“Musorgsky Remembered”
Gruppy i portrety
(Vospominaniia)
Groups and Portraits
(Memoirs)
Dmitrii Stakheev (1840-?) was a writer and journalist.
. . .
[1875]
Sometimes alone, sometimes in the company of several colleagues from my newspaper, I would head toward Malyi Iaroslavets, which was located in the same building then as it is now, close to the one that housed the editorial offices of Russkii mir [The Russian world].

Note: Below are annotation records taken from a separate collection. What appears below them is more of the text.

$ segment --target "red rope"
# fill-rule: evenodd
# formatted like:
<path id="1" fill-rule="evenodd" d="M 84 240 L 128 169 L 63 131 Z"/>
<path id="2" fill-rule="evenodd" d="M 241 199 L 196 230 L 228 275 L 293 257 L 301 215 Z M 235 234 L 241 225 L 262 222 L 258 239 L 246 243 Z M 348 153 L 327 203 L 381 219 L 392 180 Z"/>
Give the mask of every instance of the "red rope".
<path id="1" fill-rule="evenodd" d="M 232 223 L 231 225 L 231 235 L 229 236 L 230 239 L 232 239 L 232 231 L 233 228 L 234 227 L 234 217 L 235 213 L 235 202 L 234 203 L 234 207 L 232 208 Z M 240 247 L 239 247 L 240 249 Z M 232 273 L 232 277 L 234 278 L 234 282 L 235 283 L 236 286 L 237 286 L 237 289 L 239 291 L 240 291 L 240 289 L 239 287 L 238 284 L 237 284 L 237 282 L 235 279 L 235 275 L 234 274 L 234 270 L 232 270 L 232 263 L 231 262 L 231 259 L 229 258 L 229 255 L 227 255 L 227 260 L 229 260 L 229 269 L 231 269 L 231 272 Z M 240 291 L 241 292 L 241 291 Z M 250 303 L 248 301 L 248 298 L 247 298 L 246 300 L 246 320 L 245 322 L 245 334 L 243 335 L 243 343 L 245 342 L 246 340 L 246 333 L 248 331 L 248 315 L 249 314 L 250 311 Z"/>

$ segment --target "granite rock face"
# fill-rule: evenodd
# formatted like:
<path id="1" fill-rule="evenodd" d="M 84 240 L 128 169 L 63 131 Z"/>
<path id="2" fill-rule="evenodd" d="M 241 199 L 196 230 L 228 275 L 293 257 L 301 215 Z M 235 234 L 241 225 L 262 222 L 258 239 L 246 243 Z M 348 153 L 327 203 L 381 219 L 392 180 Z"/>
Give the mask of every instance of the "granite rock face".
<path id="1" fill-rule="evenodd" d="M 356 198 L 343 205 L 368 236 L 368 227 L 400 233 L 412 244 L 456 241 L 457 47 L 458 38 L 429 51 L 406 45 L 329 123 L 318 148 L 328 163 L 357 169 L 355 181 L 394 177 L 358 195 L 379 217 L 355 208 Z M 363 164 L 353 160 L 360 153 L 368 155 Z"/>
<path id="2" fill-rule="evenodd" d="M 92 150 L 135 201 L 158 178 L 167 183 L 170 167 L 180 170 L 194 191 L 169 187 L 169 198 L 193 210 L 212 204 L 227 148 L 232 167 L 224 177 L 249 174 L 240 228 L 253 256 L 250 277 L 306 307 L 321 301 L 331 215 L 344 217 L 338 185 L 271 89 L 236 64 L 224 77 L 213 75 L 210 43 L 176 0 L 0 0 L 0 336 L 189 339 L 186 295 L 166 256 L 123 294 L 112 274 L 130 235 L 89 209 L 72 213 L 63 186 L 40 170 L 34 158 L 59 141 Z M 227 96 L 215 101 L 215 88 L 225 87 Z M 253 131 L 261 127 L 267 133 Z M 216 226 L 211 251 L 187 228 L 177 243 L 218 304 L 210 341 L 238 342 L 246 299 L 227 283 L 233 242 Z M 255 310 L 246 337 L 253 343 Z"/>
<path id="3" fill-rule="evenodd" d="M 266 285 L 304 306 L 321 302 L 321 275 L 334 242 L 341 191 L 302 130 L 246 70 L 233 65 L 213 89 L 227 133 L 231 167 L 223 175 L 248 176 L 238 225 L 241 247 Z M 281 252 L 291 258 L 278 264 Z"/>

We did not always have lunch by ourselves or have it in the same rooms. Sometimes when the tavern was very crowded, we ended up in rooms in which the usual habitues had their lunch, or more exactly, swilled their bottles of beer and wine. I am unable to name them all, as I was unacquainted with most of them. I remember that I used to meet Musorgsky there, presiding at a table loaded with bottles, and Sergei Vasilievich Maksimov,1 talking in his hoarse voice about Siberian mountains, forests, and convicts; the actor Pavel Vasilievich Vasil’ev, who also assiduously drained his bottles of beer and wine; and the operatic bass Vladimir Ivanovich, who was also a Vasil’ev. Vladimir Ivanovich’s principal difference with his boon companions was the fact that he drank nothing but pure vodka.
Vladimir Ivanovich was not seen often at Malyi Iaroslavets, especially not in the winter. His drinking companions said that he often declined their invitations to go to the tavern. “I can’t,” he would say, “it’s not the right time now. These are hard times, my friends. Napravnik is a beast—and you must behave. Miss a rehearsal and he will peck you to death. He talks softly, makes small talk, and smiles, but it is obvious when you look him in the eye that he is ferocious and wicked. I can drink on Saturday. That’s my day. It says: ‘Remember the Sabbath day.’ That’s the day I can drink until dawn, and, if necessary, I can drink on Sunday too. Same thing during Lent, I can ‘perform a good deed’ to the glory of the all-Russian pure vodka. Lent, my friends, is a very nice thing: you can sing religious hymns and no Napravnik can stop you.”
He would talk thus in his bass voice, while emptying a carafe of vodka and clinking glasses with Maksimov. I repeat, I did not see him often, but I did meet Maksimov, Gorbunov, and the other devotees of Bacchus many times in the Malyi Iaroslavets.
I remember a little vignette: Musorgsky sitting on a chair by a table loaded with bottles, holding a newspaper with both hands. One would not say that he was very stable on his seat, for although his back was rather firmly pressed against the back of the chair, he still swayed slightly to keep his balance. The open newspaper gave one the impression that Musorgsky intended to read it. But taking a close look at this face, swollen from excessive drink, and at his eyes wildly roving all over the sheet of paper, one could definitely conclude that Musorgsky was barely able to decipher one line even if he were to read it syllable by syllable. The room was silent. Gorbunov was telling something about A[leksandr] N[ikolaevich] Ostrovskii,2 something about his trip with him to London; everyone was laughing, except for Musorgsky who puffed quietly under his breath. . . . Pavel Vasilievich got up from the bottle-covered table and tried to reach Musorgsky. Maksimov quickly stood up and grabbed him by the arm. “Don’t touch him, don’t touch him: he will fall!” he said hoarsely, shaking his beard.